2)      Agressões ou acidentes por arma branca, objetos ou lâminas, de forma e dimensões variadas, produzem feridas de extensão e profundidade diversas. O principal alvo das armas brancas é o abdome, situando-se o tórax logo a seguir. As mãos e o antebraço são também frequentemente atingidos no manuseio dessas armas e na defesa às agressões por elas.

3)      Acidentes automobilísticos,

4)      por colisão de veículos (em que os ocupantes do veículo são lesionados), ou por atropelamento (em que o paciente é colhido pelo veículo), também são frequentemente responsáveis por traumas graves em geral.

Nas colisões, o crânio e o tórax  são mais frequentemente lesados; nos atropelamentos, o crânio e os membros pagam maior tributo.

A incidência deste tipo de trauma vem aumentando muito ultimamente, a ponto de situar-se bem próxima à dos projéteis de arma de fogo ou da arma branca. Isto se deve ao aumento do número e da velocidade dos veículos.
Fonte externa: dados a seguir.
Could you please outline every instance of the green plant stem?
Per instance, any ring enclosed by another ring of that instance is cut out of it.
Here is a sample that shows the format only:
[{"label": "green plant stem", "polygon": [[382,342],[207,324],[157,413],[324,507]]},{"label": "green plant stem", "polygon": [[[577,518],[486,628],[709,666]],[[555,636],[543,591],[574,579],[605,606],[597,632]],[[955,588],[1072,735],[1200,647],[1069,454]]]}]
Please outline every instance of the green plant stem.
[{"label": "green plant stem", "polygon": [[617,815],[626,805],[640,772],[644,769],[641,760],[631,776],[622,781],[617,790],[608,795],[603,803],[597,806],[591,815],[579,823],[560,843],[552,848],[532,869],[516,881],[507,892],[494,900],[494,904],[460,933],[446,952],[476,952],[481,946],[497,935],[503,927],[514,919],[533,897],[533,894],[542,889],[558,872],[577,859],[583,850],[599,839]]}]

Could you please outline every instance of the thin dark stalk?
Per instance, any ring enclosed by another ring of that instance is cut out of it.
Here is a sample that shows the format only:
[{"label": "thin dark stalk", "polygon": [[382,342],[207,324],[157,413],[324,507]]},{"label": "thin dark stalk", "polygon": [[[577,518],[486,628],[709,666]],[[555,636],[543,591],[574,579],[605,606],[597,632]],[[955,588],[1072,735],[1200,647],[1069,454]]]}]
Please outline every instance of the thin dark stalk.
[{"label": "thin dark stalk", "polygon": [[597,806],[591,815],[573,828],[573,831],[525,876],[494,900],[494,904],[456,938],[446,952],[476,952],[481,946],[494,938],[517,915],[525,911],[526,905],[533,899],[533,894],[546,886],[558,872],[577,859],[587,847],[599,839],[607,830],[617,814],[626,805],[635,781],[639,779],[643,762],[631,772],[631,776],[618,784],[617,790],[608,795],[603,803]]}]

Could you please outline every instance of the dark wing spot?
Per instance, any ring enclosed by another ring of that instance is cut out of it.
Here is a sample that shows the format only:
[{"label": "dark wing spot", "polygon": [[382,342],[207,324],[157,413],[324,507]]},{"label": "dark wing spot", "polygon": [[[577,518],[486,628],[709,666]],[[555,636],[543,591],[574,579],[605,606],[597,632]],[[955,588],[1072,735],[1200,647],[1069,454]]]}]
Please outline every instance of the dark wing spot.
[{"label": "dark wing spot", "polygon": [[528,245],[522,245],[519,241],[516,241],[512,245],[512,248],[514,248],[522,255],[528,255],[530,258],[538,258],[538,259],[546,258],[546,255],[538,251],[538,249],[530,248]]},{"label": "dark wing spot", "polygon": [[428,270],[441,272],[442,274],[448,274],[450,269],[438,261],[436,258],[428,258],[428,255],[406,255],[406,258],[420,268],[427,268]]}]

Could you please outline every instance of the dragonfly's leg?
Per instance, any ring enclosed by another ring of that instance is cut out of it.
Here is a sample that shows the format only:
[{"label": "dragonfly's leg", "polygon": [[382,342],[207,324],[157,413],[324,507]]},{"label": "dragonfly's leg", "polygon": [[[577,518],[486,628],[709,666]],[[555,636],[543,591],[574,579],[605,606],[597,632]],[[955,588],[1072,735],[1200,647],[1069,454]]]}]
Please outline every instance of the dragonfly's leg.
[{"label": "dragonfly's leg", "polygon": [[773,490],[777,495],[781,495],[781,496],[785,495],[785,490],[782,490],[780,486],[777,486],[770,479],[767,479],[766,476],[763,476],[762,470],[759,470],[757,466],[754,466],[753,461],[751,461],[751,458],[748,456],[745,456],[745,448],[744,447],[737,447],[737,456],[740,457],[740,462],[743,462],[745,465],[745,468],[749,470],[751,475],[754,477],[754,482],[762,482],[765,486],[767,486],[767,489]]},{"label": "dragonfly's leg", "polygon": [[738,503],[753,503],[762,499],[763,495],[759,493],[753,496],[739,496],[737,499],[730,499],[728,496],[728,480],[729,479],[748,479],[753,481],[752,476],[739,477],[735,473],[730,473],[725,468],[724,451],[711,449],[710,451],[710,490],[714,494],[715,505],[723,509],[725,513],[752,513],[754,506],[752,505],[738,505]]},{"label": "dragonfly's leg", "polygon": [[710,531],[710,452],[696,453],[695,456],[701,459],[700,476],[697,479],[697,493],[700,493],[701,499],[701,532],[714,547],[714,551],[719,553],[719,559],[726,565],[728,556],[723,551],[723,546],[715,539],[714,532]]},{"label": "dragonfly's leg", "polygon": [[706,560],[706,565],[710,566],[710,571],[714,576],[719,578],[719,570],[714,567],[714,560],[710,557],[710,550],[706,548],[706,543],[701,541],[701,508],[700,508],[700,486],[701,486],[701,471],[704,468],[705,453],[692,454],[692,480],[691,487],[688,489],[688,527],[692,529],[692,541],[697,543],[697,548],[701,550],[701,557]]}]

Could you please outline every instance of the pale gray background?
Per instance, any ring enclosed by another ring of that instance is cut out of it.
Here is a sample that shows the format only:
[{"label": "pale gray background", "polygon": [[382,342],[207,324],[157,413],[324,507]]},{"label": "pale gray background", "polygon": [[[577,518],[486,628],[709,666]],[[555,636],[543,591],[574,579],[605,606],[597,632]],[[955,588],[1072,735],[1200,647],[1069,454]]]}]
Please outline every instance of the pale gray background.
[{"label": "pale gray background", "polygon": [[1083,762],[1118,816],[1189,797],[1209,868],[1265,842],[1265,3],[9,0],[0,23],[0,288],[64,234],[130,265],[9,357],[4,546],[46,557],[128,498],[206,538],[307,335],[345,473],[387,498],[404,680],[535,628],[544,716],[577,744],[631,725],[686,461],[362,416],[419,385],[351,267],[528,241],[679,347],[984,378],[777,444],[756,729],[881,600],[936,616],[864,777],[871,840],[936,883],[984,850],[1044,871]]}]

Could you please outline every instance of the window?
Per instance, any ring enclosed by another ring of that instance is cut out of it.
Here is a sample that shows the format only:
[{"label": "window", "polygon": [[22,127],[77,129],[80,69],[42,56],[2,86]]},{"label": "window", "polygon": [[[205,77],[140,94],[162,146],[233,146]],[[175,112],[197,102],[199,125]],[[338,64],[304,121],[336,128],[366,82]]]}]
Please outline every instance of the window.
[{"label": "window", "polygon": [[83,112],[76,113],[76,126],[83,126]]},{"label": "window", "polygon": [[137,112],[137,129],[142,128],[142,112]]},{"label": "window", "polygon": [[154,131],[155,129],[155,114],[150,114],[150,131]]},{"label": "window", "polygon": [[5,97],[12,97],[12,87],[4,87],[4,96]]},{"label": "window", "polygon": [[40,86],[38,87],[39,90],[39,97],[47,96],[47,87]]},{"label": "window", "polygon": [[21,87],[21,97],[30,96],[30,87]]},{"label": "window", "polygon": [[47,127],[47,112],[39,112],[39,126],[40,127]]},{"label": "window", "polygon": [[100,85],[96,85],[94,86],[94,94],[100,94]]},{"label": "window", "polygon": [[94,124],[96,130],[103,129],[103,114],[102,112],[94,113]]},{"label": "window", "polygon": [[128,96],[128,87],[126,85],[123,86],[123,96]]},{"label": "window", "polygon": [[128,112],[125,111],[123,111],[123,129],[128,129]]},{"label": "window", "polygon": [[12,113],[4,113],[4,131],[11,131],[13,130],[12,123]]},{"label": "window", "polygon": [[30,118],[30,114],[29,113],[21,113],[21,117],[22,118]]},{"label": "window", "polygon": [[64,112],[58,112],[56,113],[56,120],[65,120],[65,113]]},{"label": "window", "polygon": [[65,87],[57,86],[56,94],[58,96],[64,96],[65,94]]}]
5)      Quedas: as quedas da própria altura sobre objetos rombos, pontiagudos ou angulados (como degraus de escadas), habitualmente produzem lesões cranianas, torácicas e de membros. Nas quedas de pontos mais elevados as lesões são mais graves, comprometem principalmente o crânio, mas estão geralmente associadas a danos e outros setores do corpo.

6)      Agressões ou acidentes com objetos pontiagudos, cortantes ou rombos, que não se configuram como armas, também, frequentemente produzem traumas de tipo e gravidade variáveis. O pé é a região do corpo mais frequentemente lesada acidentalmente por esse tipo de agente vulnerante. O objeto está geralmente colocado sobre o solo e é então atingido pelo tornozelo ou pé do paciente. Objetos rombos, cortantes ou ponteagudos podem, também, quando utilizados como armas, produzir lesões nas demais regiões do corpo e de caráter mais grave do que as acidentais.

7)      A prática desportiva está sujeita à ocorrência de traumas por quedas, colisões entre os desportistas, colisão com apetrechos desportivos, pontapés, socos e acidentes diversos. Os membros e o

tórax são habitualmente os mais

atingidos por este tipo de

acidente.

8)      As agressões e socos ou pontapés, decorrentes de conflitos individuais ou de grupos, comumente provocam lesões traumáticas mais frequentemente na face e crânio.

9)      Os acidentes domésticos compreendem, em sua maioria, quedas e ferimentos com apetrechos e instrumentos de cozinha. De maneira geral, neste tipo de acidente os membros são mais frequentemente lesados.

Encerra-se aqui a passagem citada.